Walter Fisher dalam bukunya Komunikasi Manusia sebagai Narasi: Towards a Philosophy of Reason, Value and Action (1987) mengingatkan kita akan pentingnya membangun rasionalitas naratif. Tidak semua cerita memiliki kekuatan yang sama untuk dipercaya. Cerita memiliki dua prinsip, konsistensi dan kesetiaan. Tentu saja, sebuah cerita bukan sekadar slogan untuk branding politik. Garis pemikiran yang sama harus diambil untuk memecahkan masalah bangsa sekarang dan di masa depan. Konsistensi antara cerita dan karakter narator juga sangat menentukan. Namun, persinggungan cerita dan kebenaran nyata di masyarakat membuat para calon, baik calon presiden/wapres maupun partai politik, layak menjadi bagian dari solusi bangsa.

Kedua, mengacu pada pemulihan hubungan simbolis antara elit dan publik. Pada awalnya, opini publik seringkali tersebar secara acak ke dalam struktur individu atau kelompok. Padahal, jika dibiarkan, opini publik bisa seperti gelembung yang memenuhi lini masa media dan media sosial, namun begitu sampai di sana, ia meledak dan menghilang tanpa jejak

Dalam bukunya The Power of Imagination: Ernest Bornmann (1985) menjelaskan bahwa tujuan menciptakan kembali impian Amerika, pendekatan simbolik, harus menjelaskan bagaimana individu berbicara satu sama lain hingga mereka berbagi kesadaran bersama dan menciptakan rasa identitas dan komunitas. Pada dasarnya, salah satu cara untuk menciptakan rasa kebersamaan antara calon presiden/wakil presiden dengan masyarakat adalah dengan membangun kesadaran bersama.

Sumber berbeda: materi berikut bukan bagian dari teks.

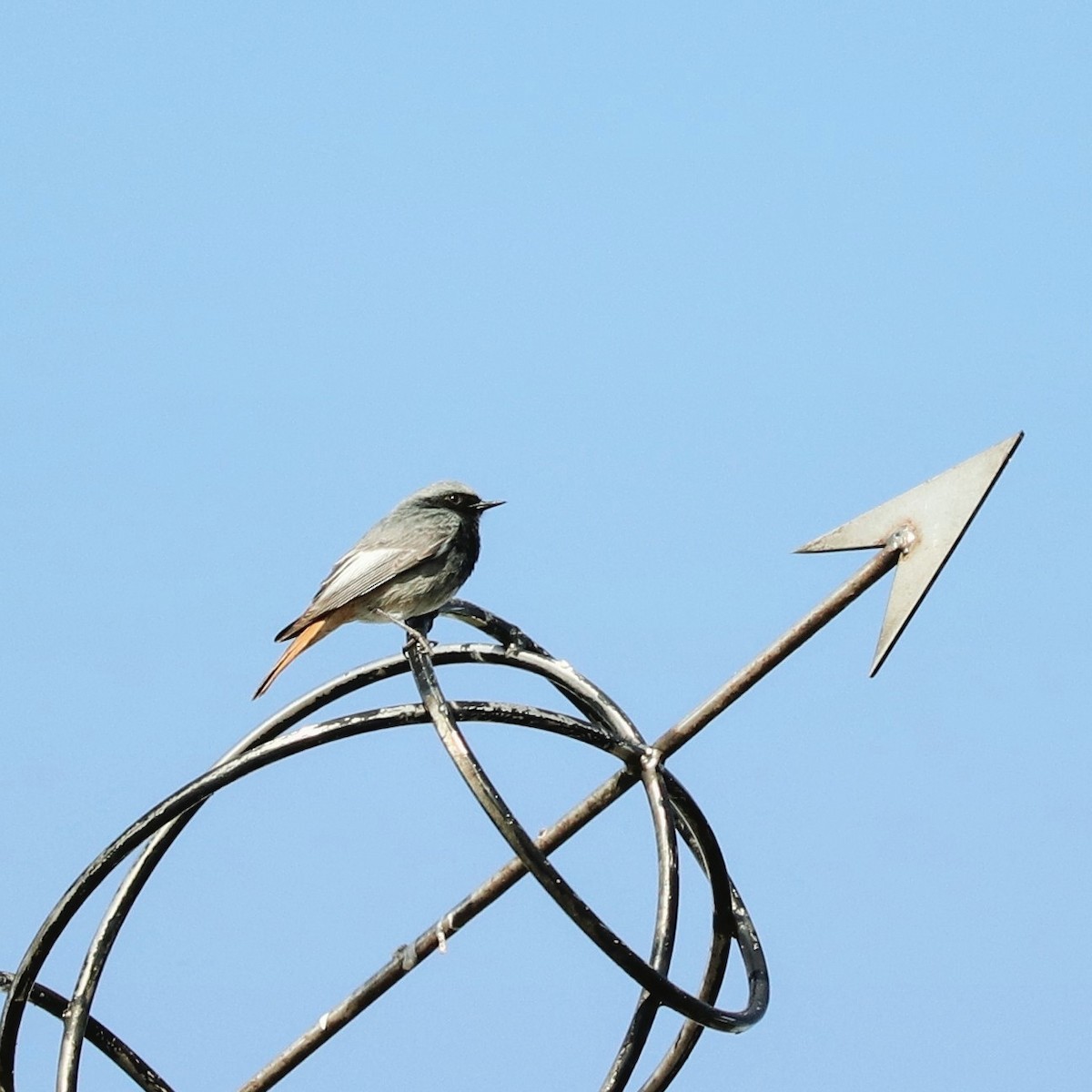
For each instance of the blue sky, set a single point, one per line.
(687, 287)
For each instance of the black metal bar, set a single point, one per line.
(101, 1036)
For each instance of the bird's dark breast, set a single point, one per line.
(426, 587)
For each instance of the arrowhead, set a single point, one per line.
(936, 512)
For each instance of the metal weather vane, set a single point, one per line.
(915, 534)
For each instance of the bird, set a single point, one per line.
(403, 571)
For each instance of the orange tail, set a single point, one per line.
(306, 638)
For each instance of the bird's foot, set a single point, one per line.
(414, 636)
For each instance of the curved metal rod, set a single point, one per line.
(79, 1008)
(610, 943)
(124, 1057)
(731, 920)
(177, 809)
(478, 781)
(185, 801)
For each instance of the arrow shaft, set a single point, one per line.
(784, 647)
(578, 817)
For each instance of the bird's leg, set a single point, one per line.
(425, 623)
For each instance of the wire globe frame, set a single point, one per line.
(601, 724)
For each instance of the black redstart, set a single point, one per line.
(404, 569)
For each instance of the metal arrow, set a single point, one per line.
(932, 519)
(915, 532)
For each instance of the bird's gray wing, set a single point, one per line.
(361, 571)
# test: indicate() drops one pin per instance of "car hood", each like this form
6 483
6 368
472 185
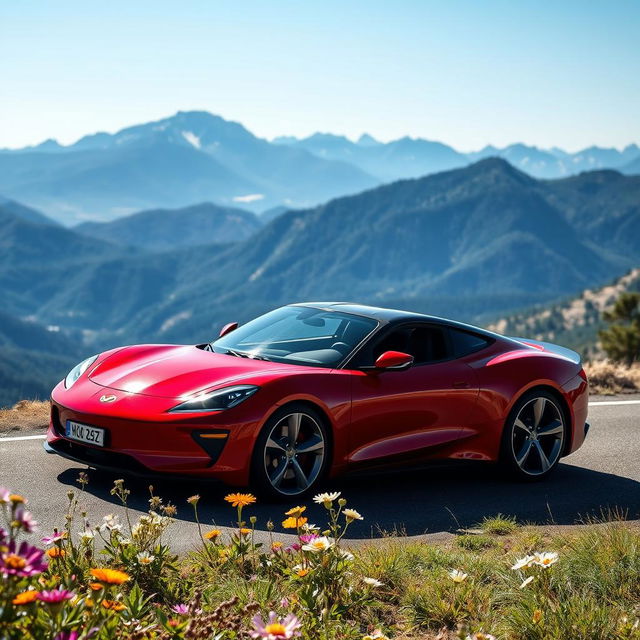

Dalam buku Memahami Teori Komunikasi oleh John F. Craga: The Communicative Forces for Human Actions (1998) menggambarkan konvergensi simbolik sebagai kekuatan komunikatif di balik penciptaan kesadaran bersama.

Menghadirkan Capres/Cawapres di mata publik memang tidak mudah. Tidak cukup hanya menggunakan pendekatan linier melalui berbagai jenis penyebaran di media massa dan media sosial. Para elit harus datang untuk menyapa warga, menjalin interaksi, mendengarkan dengan jelas di hati dan pikiran mereka apa yang mereka keluhkan, dan memberikan kontribusi mereka sendiri pada gagasan dan program bersama yang layak diperjuangkan.

Ketika sampai di situ, publik juga akan melihat secercah kejujuran, kehangatan dan ketulusan, atau sebaliknya, kepalsuan, kedangkalan dan kemunafikan. Di sanalah konvergensi simbolik atau kesadaran bersama dicoba.

Ketiga, faktor manajemen privasi komunikasi. Di tengah situasi paradoks, pertanyaan politik sering muncul tentang pesan mana yang harus disampaikan dan mana yang harus disimpan.

Pernyataan elit harus mempertimbangkan konsekuensi bagi diri mereka sendiri dan kekuatan politik mereka.

Larry A. Samovar dan Richard E. Porter (Komunikasi Lintas Budaya, 2009) Komunikasi tidak dapat diubah. Apa yang telah dikatakan tidak dapat ditarik kembali. Mengatasi privasi komunikasi adalah salah satu kunci untuk mengelola opini dalam situasi saat ini. Salah satu hal terpenting bagi KPU sebagai penyelenggara pemilu adalah kemampuan mengukur diri.


*Penulis adalah Tokoh Muda Sumatera Utara saat ini beliau merupakan Direktur Rumah Data Sumatera Utara.